= Aerodynamic force =

Force exerted on a body as it moves through air or gas

The aerodynamic force is the resultant vector from adding the lift vector, perpendicular to the flow direction, and the drag vector, parallel to the flow direction.

Forces on an aerofoil.

In fluid mechanics, an aerodynamic force is a force exerted on a body by the air (or other gas) in which the body is immersed, and is due to the relative motion between the body and the gas.

==Force==
There are two causes of aerodynamic force:

- the normal force due to the pressure on the surface of the body
- the shear force due to the viscosity of the gas, also known as skin friction.

Pressure acts normal to the surface, and shear force acts parallel to the surface. Both forces act locally. The net aerodynamic force on the body is equal to the pressure and shear forces integrated over the body's total exposed area.

When an airfoil moves relative to the air, it generates an aerodynamic force determined by the velocity of relative motion, and the angle of attack.

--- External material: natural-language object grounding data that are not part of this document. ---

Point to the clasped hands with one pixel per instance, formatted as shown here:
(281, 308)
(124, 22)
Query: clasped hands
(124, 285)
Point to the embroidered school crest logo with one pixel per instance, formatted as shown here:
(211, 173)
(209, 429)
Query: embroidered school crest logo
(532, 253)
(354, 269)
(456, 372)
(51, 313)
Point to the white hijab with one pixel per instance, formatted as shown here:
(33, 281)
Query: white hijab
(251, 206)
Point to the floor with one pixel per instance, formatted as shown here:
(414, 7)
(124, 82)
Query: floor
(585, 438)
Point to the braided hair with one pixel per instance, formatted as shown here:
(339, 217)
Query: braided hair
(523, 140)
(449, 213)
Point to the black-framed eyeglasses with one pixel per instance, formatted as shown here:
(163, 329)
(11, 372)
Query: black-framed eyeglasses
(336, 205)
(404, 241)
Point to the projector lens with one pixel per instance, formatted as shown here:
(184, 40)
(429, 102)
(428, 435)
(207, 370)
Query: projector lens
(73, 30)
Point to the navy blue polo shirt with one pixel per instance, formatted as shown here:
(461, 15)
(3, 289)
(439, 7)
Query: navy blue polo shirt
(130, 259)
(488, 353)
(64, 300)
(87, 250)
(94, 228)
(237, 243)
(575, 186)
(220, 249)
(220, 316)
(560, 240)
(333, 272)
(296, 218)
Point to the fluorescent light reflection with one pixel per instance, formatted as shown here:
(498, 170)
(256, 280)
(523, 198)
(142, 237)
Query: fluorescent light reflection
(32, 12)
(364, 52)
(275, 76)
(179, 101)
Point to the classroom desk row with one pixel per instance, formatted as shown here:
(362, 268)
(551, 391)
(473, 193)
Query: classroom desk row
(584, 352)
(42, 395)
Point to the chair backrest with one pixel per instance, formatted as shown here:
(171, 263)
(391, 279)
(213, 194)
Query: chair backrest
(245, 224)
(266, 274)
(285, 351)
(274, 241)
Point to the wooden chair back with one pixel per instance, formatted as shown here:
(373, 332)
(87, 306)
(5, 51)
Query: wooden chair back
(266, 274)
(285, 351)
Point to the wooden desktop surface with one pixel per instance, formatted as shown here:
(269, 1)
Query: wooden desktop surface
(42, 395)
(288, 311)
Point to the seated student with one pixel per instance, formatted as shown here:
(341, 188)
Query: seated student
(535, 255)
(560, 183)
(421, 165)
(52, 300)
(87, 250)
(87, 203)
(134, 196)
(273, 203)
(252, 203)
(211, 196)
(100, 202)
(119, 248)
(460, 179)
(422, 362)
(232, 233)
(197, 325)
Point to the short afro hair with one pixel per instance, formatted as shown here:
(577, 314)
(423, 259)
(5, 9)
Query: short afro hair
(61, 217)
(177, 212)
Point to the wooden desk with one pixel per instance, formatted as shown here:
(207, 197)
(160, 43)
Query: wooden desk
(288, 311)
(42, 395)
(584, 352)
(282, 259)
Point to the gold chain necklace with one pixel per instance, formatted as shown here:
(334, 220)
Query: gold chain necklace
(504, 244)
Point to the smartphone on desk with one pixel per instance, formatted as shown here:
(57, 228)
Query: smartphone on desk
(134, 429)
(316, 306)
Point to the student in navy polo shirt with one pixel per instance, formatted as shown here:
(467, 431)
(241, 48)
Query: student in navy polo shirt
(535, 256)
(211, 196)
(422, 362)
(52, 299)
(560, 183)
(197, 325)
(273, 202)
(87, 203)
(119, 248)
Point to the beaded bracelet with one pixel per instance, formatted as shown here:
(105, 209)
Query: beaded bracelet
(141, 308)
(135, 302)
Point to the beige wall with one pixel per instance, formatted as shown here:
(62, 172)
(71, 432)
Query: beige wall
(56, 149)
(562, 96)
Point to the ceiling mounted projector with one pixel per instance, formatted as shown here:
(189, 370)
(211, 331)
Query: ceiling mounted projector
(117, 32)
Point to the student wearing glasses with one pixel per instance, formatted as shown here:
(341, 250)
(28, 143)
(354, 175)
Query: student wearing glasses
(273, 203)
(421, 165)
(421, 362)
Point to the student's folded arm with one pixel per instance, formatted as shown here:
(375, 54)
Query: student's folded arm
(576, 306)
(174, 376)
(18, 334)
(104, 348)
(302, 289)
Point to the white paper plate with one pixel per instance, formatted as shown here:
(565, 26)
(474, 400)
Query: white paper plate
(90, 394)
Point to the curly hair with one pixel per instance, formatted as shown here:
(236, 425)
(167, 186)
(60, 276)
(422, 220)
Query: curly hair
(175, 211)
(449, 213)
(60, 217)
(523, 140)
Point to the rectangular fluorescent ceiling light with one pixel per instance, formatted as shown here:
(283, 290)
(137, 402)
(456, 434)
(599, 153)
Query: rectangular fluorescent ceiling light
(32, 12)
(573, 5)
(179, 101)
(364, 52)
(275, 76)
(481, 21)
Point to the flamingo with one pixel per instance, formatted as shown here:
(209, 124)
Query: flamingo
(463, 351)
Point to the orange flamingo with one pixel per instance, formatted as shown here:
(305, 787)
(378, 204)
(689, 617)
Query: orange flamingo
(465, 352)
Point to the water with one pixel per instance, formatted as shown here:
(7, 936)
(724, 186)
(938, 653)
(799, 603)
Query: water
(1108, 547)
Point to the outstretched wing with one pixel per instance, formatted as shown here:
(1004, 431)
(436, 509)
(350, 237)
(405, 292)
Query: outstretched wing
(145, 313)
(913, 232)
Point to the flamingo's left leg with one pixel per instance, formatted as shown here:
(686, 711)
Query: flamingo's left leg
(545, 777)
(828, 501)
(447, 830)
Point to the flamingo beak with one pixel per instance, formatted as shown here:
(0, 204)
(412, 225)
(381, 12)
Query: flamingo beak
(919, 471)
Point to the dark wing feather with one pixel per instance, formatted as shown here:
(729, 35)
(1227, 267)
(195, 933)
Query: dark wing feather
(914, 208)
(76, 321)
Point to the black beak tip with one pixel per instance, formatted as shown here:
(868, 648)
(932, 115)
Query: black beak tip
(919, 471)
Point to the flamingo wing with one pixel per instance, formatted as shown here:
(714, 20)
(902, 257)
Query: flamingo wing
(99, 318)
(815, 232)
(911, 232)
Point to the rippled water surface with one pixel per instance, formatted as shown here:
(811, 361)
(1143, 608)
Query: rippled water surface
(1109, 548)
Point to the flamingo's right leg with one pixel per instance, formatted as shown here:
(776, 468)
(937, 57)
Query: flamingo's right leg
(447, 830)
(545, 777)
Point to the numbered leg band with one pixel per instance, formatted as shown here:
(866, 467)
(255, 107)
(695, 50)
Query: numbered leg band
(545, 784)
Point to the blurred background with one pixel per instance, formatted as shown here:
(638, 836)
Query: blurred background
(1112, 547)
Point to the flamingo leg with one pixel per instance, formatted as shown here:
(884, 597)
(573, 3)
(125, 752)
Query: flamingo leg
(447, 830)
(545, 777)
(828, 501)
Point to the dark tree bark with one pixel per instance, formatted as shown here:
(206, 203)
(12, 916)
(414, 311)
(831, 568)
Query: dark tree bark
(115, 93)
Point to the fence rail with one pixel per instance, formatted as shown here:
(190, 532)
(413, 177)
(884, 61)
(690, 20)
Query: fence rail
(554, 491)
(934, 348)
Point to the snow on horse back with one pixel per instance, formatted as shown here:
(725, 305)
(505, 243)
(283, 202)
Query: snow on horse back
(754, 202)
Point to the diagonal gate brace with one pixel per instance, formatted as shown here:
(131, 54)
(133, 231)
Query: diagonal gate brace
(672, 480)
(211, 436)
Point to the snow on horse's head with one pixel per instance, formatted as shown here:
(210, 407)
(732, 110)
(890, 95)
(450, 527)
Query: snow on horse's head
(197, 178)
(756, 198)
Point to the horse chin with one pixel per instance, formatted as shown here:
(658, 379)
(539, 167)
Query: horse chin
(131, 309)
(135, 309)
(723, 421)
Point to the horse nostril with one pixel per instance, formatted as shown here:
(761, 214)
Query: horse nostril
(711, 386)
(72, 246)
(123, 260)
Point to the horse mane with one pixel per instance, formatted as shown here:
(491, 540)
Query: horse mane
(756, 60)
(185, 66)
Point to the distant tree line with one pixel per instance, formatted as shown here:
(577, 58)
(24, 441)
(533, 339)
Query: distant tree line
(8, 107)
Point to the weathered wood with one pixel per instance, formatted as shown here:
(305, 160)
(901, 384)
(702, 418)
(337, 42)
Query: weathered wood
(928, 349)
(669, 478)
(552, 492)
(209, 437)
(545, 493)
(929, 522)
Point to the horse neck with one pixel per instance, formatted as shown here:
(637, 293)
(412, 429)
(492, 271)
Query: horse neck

This aerodynamic force is commonly resolved into two components, both acting through the center of pressure:

- drag is the force component parallel to the direction of relative motion,
- lift is the force component perpendicular to the direction of relative motion.

In addition to these two forces, the body may experience an aerodynamic moment.

The force created by propellers and jet engines is called thrust, and is a reaction force.

The other force acting on an aircraft is its weight, which is a body force and not an aerodynamic force.